Polyarthrite rhumatoïde, hépatite, sclérose en plaques… La voie sous-cutanée s’est invitée ces dernières années dans de plus en plus d’indications thérapeutiques. Il faut dire que cette galénique possède bien des vertus : « Son principal intérêt, c’est qu’elle est moins invasive que la voie intraveineuse qui est parfois difficile à mettre en place ou à maintenir, rappelle Emmanuel Forestier, chef du service maladies infectieuses et tropicales du centre hospitalier Métropole Savoie. Elle est également plus adaptée aux traitements courts et diminue le risque d’infections et de thromboses. » Le problème, c’est qu’elle n’a pas toujours été considérée comme un axe prioritaire par les laboratoires pharmaceutiques. « Dans la plupart des développements, la forme intraveineuse, plus simple et plus rapide à développer, est privilégiée », reconnaît Sylvain Huille, responsable de la coordination scientifique et de l’innovation chez Sanofi France.
Inverser la tendance
Mais la donne pourrait bientôt changer. Sous l’impulsion du Subcutaneous Drug Development & Delivery Consortium, créé il y a quatre ans, les grands laboratoires pharmaceutiques s’investissent dans la réalisation de médicaments sous-cutanés.
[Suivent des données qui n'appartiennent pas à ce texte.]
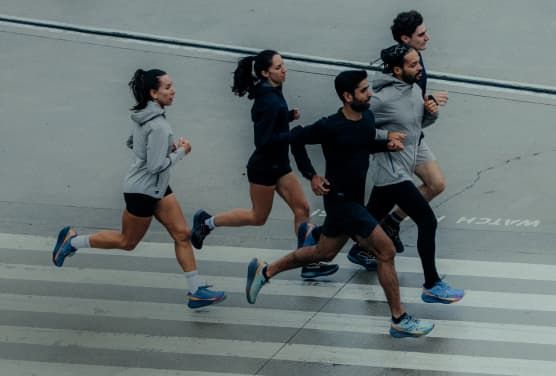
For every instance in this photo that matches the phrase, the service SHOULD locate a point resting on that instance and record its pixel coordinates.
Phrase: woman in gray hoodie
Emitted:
(147, 192)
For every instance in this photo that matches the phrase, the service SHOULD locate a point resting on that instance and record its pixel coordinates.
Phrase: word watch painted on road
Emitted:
(478, 221)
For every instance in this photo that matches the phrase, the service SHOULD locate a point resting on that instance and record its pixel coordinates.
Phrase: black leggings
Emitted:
(411, 201)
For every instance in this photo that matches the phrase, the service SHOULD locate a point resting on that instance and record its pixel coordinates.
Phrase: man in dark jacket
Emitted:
(347, 138)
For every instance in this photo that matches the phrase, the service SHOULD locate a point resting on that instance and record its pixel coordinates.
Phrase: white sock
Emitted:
(80, 241)
(210, 223)
(193, 281)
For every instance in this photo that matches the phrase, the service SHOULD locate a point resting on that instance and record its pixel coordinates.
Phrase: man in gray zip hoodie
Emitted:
(398, 105)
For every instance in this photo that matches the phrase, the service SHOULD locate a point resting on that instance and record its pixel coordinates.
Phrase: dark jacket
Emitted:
(271, 119)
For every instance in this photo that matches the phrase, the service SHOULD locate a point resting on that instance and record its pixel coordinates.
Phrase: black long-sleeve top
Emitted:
(271, 119)
(346, 145)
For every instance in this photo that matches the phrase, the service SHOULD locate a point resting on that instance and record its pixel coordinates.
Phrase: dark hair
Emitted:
(394, 56)
(141, 85)
(347, 82)
(244, 80)
(405, 23)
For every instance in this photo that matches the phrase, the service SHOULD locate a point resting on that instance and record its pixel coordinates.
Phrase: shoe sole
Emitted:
(330, 272)
(355, 261)
(204, 303)
(61, 237)
(433, 299)
(401, 334)
(251, 273)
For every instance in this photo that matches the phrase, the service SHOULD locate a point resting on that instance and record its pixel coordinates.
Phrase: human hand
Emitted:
(396, 136)
(320, 185)
(184, 143)
(441, 97)
(395, 145)
(431, 106)
(296, 114)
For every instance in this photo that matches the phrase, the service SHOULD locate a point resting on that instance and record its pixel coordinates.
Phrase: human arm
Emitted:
(264, 124)
(158, 158)
(430, 114)
(301, 136)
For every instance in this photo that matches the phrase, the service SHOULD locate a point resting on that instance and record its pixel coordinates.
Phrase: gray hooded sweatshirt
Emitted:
(398, 106)
(152, 141)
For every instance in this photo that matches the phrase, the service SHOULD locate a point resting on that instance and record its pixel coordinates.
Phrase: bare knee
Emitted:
(129, 244)
(302, 211)
(258, 220)
(181, 233)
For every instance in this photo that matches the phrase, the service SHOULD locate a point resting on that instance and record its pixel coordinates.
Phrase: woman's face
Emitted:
(164, 96)
(276, 73)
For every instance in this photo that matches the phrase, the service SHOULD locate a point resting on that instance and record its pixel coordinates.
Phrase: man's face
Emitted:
(412, 69)
(361, 97)
(418, 39)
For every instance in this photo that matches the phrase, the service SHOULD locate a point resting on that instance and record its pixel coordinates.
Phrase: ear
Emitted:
(348, 97)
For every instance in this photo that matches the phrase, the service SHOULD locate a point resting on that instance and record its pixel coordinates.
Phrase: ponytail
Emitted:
(249, 72)
(244, 80)
(141, 85)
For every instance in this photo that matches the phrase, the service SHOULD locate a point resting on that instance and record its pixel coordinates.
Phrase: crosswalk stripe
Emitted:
(264, 350)
(473, 298)
(137, 342)
(253, 316)
(27, 368)
(488, 269)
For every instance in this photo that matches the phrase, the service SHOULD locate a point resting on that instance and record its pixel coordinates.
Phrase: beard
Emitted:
(359, 106)
(411, 79)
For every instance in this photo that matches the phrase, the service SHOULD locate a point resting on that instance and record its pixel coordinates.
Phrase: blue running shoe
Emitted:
(255, 279)
(204, 297)
(63, 247)
(443, 293)
(410, 327)
(318, 270)
(360, 256)
(200, 229)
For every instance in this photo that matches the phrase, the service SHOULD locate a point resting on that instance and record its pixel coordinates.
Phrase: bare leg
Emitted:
(133, 230)
(433, 180)
(169, 213)
(290, 189)
(382, 247)
(325, 250)
(261, 199)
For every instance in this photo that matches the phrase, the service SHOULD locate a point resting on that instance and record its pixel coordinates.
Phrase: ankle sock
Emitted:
(210, 223)
(399, 319)
(193, 280)
(80, 241)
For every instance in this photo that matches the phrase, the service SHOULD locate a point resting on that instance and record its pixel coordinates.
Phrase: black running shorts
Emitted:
(346, 217)
(141, 205)
(268, 176)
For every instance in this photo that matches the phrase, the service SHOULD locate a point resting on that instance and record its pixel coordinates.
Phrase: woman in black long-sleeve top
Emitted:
(268, 169)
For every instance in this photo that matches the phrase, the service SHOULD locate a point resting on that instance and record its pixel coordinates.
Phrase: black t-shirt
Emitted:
(346, 145)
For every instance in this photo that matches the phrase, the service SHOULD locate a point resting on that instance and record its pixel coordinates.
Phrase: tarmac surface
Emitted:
(65, 120)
Roche a ouvert la voie dès 2018 avec Hemlibra (emicizumab), un anticorps monoclonal bispécifique administré en traitement prophylactique pour prévenir ou réduire les saignements chez les patients atteints d’hémophilie A avec inhibiteur anti-facteur VIII et d’hémophilie A sévère sans inhibiteur. « Sa première vertu, c’est qu’il génère un équivalent de taux de facteur VIII entre 10 et 12 %, ce qui permet de rendre un profil d’hémophilie sévère en hémophilie mineure, se félicite Nicolas Giraud, président de l’Association française des hémophiles (AFH). Autre avantage : les injections se déroulent une fois par semaine, tous les 15 jours, où toutes les quatre semaines, alors qu’auparavant les hémophiles A devaient s’injecter du facteur VIII recombinant ou plasmatique deux à trois fois par semaine. »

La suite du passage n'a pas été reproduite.